To survive in the Borderlands
you must live sin fronteras
be a crossroads.”

[1] José Trías Monge, Puerto Rico: The Trials of the Oldest Colony in the World (New Haven: Yale University Press, 1997).

[2] Edward Said, Out of Place: A Memoir (New York: Knopf, 1999).

[3] James C. Scott, Domination and the Arts of Resistance: Hidden Transcripts (New Haven, CT: Yale University Press, 1990), 18.

[4] Franz Fanon, Peau Noir, Masques Blancs (Paris: Éditions du Seuil, 1952).

[5] This was the case for two creative Caribbean writers, marginalized and despised in their homelands, the Cuban Reinaldo Arenas and the Puerto Rican Manuel Ramos-Otero, who found in New York a wider horizon for their literary talents, a greater realm of personal freedom, and AIDS related death. See Rubén Ríos-Avila, “Caribbean Dislocations: Arenas and Ramos Otero in New York,” in Sylvia Molloy and Robert M. Irwin, eds., Hispanisms and Homosexualities (Durham, NC: Duke University Press, 1998), 101-122.

[6] Jason DeParle, “The Sea Swallows People,” The New York Review of Books, Vol. LXIV, No. 3, February 23, 2017, 31.

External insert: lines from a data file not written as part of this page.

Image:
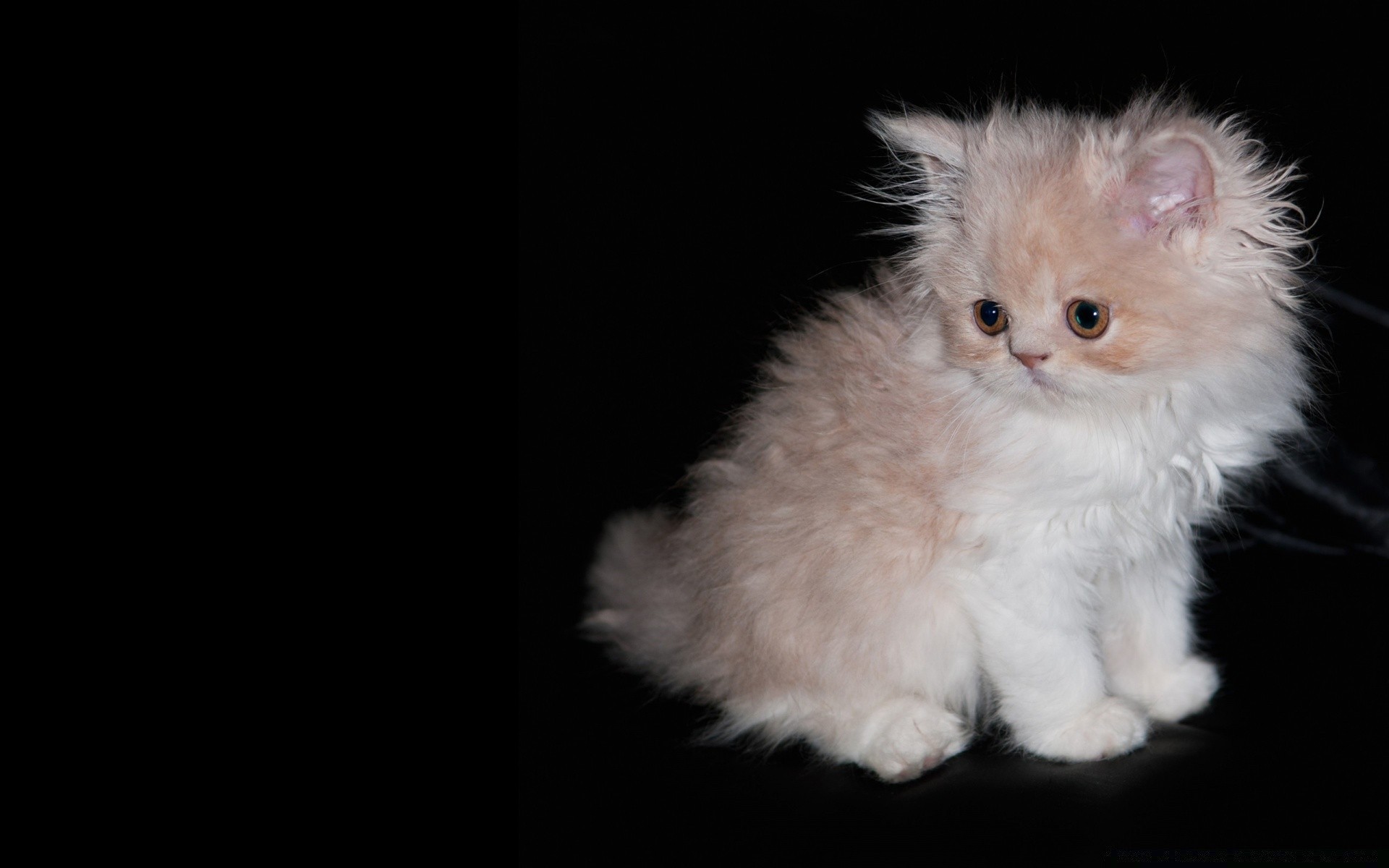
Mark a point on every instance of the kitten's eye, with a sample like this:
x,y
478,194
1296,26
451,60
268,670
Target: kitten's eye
x,y
1088,318
990,317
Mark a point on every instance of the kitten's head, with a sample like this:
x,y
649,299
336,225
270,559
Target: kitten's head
x,y
1078,261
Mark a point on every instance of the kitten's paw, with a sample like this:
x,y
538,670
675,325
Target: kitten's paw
x,y
910,736
1109,728
1181,691
1171,694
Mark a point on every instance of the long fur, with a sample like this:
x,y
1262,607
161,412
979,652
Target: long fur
x,y
912,516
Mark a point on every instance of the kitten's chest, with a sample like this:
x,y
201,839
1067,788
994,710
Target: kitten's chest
x,y
1087,489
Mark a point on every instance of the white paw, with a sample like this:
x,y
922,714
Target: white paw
x,y
1108,729
1178,692
909,738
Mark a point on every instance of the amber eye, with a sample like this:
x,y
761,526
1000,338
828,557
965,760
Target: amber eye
x,y
1088,318
990,317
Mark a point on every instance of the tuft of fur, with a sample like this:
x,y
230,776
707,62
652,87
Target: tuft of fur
x,y
917,528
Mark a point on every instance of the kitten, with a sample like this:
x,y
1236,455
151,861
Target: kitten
x,y
972,492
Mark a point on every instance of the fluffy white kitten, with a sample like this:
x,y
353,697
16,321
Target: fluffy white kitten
x,y
972,490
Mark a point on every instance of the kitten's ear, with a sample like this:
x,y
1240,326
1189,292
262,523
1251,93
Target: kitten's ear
x,y
937,142
1173,182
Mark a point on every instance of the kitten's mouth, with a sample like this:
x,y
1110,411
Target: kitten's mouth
x,y
1043,381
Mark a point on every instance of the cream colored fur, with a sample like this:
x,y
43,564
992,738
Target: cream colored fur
x,y
910,529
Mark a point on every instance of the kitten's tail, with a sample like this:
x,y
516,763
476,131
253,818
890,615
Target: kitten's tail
x,y
638,605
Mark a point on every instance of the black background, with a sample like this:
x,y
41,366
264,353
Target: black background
x,y
687,184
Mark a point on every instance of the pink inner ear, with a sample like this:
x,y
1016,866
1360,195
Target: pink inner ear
x,y
1176,175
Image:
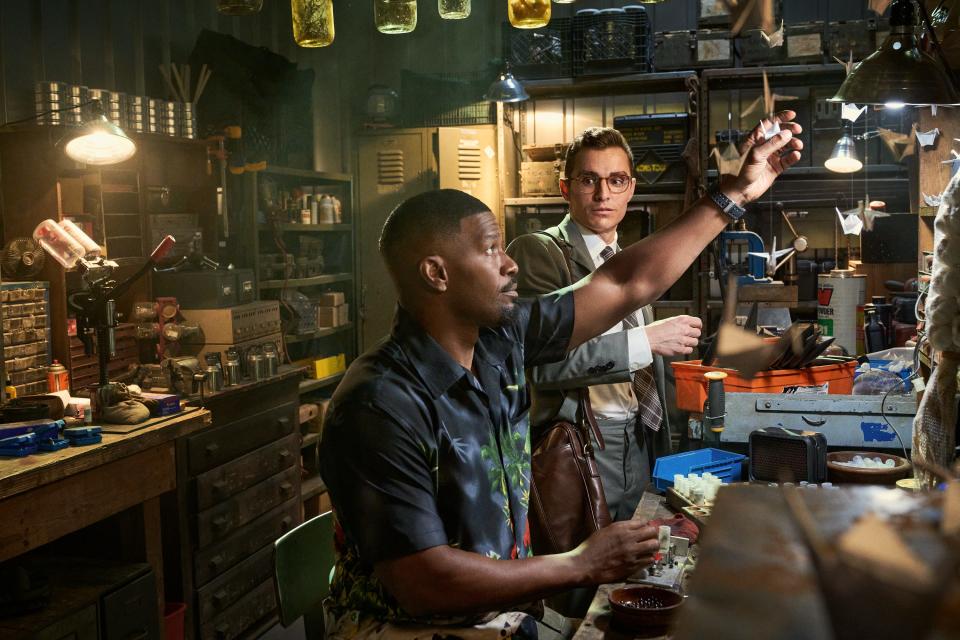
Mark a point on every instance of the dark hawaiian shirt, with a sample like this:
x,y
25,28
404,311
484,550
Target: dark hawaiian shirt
x,y
417,452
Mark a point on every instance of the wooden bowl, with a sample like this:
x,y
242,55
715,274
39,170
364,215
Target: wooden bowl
x,y
644,607
842,474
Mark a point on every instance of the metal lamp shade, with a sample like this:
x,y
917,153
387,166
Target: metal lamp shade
x,y
100,142
844,157
506,88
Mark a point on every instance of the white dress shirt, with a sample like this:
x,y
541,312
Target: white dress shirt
x,y
617,401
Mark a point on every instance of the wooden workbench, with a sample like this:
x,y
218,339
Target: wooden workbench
x,y
597,623
45,496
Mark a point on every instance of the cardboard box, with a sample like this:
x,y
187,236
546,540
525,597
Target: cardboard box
x,y
326,367
327,317
232,324
331,299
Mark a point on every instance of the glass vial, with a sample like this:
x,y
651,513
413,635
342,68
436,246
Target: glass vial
x,y
395,16
528,14
239,7
454,9
312,22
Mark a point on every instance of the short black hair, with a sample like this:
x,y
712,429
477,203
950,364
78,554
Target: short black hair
x,y
423,217
595,138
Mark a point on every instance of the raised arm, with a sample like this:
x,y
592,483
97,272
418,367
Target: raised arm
x,y
641,273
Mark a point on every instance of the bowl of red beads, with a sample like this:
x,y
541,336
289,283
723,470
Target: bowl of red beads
x,y
644,606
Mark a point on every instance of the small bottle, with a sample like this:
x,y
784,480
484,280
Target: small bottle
x,y
57,377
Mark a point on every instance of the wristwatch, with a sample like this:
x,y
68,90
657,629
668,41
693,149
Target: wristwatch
x,y
728,206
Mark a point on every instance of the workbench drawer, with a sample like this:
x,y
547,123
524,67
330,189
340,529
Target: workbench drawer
x,y
222,520
131,611
244,613
213,561
218,445
218,484
216,597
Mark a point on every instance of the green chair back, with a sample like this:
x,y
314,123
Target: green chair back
x,y
303,562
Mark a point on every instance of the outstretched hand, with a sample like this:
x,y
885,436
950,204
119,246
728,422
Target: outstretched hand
x,y
766,159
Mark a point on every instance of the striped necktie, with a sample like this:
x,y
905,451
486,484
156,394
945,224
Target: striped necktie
x,y
644,384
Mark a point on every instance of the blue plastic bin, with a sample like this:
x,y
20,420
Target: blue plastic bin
x,y
723,464
904,373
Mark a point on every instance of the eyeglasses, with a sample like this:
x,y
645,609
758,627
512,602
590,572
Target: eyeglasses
x,y
588,182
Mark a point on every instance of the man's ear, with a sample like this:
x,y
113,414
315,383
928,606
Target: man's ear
x,y
433,273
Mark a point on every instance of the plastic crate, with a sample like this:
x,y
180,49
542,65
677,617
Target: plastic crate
x,y
541,53
612,43
723,464
692,386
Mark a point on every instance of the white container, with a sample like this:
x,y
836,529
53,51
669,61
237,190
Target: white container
x,y
58,244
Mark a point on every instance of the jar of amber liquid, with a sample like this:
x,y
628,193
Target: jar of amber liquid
x,y
395,16
454,9
312,22
528,14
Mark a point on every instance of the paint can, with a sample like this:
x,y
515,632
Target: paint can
x,y
839,293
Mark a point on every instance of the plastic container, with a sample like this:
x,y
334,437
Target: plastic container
x,y
692,386
58,244
723,464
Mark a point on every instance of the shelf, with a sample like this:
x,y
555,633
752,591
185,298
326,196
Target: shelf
x,y
319,333
558,200
316,176
623,84
306,386
307,282
311,487
310,439
307,227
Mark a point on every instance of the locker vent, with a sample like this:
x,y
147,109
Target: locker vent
x,y
468,164
390,167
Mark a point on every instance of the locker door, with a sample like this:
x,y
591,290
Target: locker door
x,y
391,168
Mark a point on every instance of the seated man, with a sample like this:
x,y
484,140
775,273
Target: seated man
x,y
426,446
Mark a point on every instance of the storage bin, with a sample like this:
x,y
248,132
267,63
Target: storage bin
x,y
723,464
692,386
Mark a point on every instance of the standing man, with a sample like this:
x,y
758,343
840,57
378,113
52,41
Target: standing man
x,y
624,366
426,445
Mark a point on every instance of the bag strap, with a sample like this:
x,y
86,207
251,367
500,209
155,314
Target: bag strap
x,y
587,418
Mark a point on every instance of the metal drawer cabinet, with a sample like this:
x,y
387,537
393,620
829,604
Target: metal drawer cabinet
x,y
213,561
229,479
219,594
219,521
219,445
130,612
245,612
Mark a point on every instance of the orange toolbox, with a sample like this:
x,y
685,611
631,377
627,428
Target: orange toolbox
x,y
692,386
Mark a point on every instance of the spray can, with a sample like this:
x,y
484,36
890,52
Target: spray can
x,y
57,377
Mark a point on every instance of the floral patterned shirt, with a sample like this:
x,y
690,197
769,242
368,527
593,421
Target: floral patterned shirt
x,y
418,452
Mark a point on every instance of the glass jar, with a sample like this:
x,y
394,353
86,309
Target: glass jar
x,y
312,22
395,16
239,7
454,9
528,14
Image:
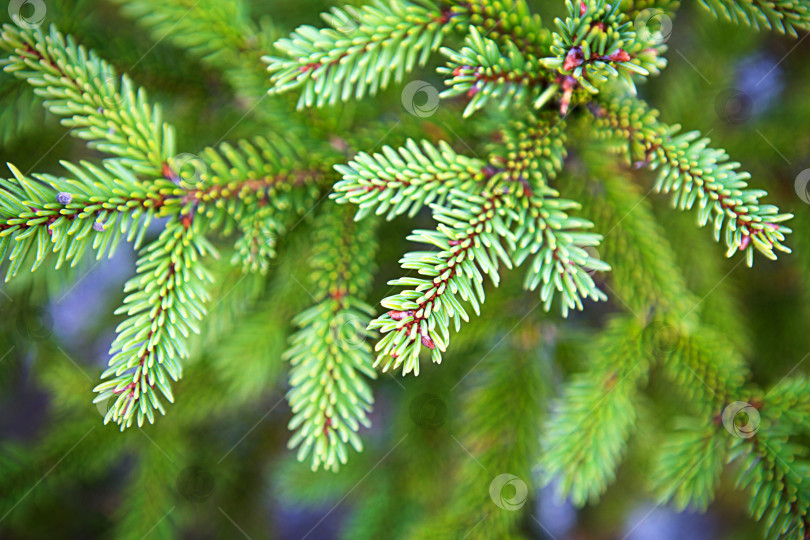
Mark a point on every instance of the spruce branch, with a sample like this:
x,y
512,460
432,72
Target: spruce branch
x,y
406,179
695,173
557,241
645,275
329,396
587,433
95,208
784,16
164,306
361,52
508,21
469,236
530,152
112,114
775,472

[7] John Bowe, Nobodies: Modern American Slave Labor and the Dark Side of the New Global Economy (New York: Random House, 2007); Kevin Bales, Disposable People: New Slavery in the Global Economy (Berkeley, CA: University of California Press, 2004); Zygmunt Bauman, Wasted Lives: Modernity and Its Outcasts (Cambridge: Polity, 2004).

[8] Samuel P. Huntington, Who Are We? The Challenges to America’s National Identity (New York: Simon & Schuster, 2004), 243.